The strength of this study is reflected in the inclusion of dietary and plasma Mg, the different markers of glucose metabolism, and the analysis of the interaction between dietary and serum Mg and gender.

This study has limitations. Firstly, this cross-sectional study was unable to assess the causal relationship between Mg intake and plasma Mg and glucose markers.
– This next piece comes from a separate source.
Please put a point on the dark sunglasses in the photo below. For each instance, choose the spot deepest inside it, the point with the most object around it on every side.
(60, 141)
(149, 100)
Secondly, although this study adjusted for some potential confounders, information regarding family history and the genetic characteristics of diabetes was not obtained, and residual confounders remained unavoidable. Further research is needed to determine the relationship amongst Mg intake, plasma Mg, and glycaemic markers and the mechanisms involved in this relationship.

Conclusion

In conclusion, the results suggested that Mg intake and plasma Mg are significantly negatively associated with fasting glucose, with gender differences in this association.